Esports Explained: Halo

Esports Explained: Halo

Written By: Mark Yasak and Chris Murphy

This week, Halo, Microsoft’s flagship first-person shooter, finally emerged from six years of relative slumber.

After dominating the gaming world and helping to spur the first wave of major esports from the early 2000s into the 2010s, original series creator Bungie walked away from their baby to develop a new series (now known to the world as Destiny). 

This move left Microsoft’s golden goose without a home. To solve this problem, they created 343 Industries, a developer solely dedicated to making future Halo games. The company released a 4th (in 2012) and 5th (in 2015) installment in the series which were met with a relative “meh” by the gaming community. Their new features were bashed as chasing trends and straying from the roots of what made Halo such a unique shooter experience.

While a dedicated esports base remains, most streamers, competitive gamers, and influencers moved on to more popular and groundbreaking titles. Halo became a game of the past which was often reflected on with nostalgia but rarely played. 

In 2014, 343 Industries tried to capture community goodwill by re-mastering and re-releasing all the beloved Halo games in a single package known as the Master Chief Collection. This solid idea backfired when the game was rendered fundamentally unplayable for years after launch due to extreme server issues. While the title eventually found its footing and began to excel as the premier modern Halo experience, it was too little too late for thousands of fans who had moved on to other titles. 

343 Industries took quite a gap to recollect themselves between Halo 5 and their next title Halo Infinite (including a full-year development delay), but this past weekend they finally showed what many have been waiting years to see, true next-gen Halo multiplayer gameplay. 

To fully comprehend why these trailers excited so many, you have to understand what originally made Halo such a worldwide phenomenon. Gamers fell in love with ranked multiplayer in an arena shooter based on the tenets of equal starts off the spawn, power weapon/equipment scavenging, map control, and a relatively long time to kill when compared with other shooters. These factors ensure a large skill gap and competitive atmosphere that match perfectly with esports opportunities. 

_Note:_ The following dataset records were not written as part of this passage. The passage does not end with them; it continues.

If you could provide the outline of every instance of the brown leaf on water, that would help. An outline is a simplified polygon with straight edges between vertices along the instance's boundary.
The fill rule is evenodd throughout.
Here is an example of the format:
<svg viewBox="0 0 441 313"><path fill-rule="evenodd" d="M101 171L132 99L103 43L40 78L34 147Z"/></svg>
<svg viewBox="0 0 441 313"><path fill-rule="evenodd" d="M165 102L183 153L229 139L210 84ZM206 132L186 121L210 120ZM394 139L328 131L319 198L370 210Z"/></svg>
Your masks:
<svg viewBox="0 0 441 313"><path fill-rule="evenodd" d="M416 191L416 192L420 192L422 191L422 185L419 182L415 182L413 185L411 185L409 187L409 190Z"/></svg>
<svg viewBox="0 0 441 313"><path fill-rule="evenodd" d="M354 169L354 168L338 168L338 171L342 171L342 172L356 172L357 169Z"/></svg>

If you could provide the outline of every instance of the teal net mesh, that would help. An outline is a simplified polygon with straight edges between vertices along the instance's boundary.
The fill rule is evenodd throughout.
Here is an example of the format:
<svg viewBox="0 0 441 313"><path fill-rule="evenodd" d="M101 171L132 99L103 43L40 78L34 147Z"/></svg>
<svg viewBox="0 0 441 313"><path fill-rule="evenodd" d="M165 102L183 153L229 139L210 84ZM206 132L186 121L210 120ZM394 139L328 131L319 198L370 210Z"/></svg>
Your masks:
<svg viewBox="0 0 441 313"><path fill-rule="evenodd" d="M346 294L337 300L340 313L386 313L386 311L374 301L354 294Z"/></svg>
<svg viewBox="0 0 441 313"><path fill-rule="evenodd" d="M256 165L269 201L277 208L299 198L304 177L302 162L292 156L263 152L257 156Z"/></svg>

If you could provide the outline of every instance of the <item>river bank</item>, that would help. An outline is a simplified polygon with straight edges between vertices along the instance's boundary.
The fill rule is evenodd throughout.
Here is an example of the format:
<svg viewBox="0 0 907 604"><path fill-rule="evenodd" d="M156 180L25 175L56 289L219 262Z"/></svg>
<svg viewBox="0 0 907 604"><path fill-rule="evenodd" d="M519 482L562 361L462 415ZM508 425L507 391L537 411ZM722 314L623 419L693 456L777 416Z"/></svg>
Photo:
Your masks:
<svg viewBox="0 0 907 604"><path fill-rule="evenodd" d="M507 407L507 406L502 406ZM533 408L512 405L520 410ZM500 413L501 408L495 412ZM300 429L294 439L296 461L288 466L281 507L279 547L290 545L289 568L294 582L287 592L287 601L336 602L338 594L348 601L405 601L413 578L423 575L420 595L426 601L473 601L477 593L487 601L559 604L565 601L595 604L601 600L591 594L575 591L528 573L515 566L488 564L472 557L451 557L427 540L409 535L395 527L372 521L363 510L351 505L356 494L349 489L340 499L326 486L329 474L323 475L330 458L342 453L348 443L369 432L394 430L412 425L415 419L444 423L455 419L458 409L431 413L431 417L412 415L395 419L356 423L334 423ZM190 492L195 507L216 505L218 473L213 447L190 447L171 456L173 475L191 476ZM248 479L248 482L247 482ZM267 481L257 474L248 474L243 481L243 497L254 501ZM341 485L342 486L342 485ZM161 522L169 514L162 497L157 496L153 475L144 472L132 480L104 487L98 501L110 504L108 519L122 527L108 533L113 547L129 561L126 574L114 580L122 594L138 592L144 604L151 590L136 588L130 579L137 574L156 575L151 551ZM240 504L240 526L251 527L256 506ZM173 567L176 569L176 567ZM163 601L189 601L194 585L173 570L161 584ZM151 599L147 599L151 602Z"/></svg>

Halo and Major League Gaming (MLG) were inseparable for much of the 2000s. Halo 3 competitive highlight reels were popping up on the Sportscenter Top 10 and guys like Ninja (yes, that Ninja), Snipedown, Walshy, and Pistola were making household names for themselves while bringing in significant money at a time when esports was not as understood or embraced in American society. 

So when 343 Industries (and to be fair Bungie with Halo: Reach) moved toward created classes, advanced movement mechanics, and equipment access upon spawning, many gamers felt that the series they loved was no longer recognizable. 

This week’s multiplayer announcement has rejuvenated hope in a massive fanbase that has laid dormant for close to a decade now. With a seemingly tighter focus on even starts, arena-style play, cross-platform play with PC, and cosmetic-only upgrades, Halo Infinite is impressing many across the industry. Plus, a free-to-play multiplayer model will introduce waves of gaming fans to Halo on launch day. 

With Halo Infinite reportedly going all-in on esports, could we see a return of this series to its former overall and competitive relevance on the gaming scene? Only time will tell for sure, but the hype is building for Halo to be a major disruptor in the esports space when Infinite launches in 2021. 

In the 2000s, the term “Halo Killer” was reserved for titles looking to take down the industry titan. If Halo can flip the script and dethrone today’s top titles, it’ll be a gaming comeback for the ages.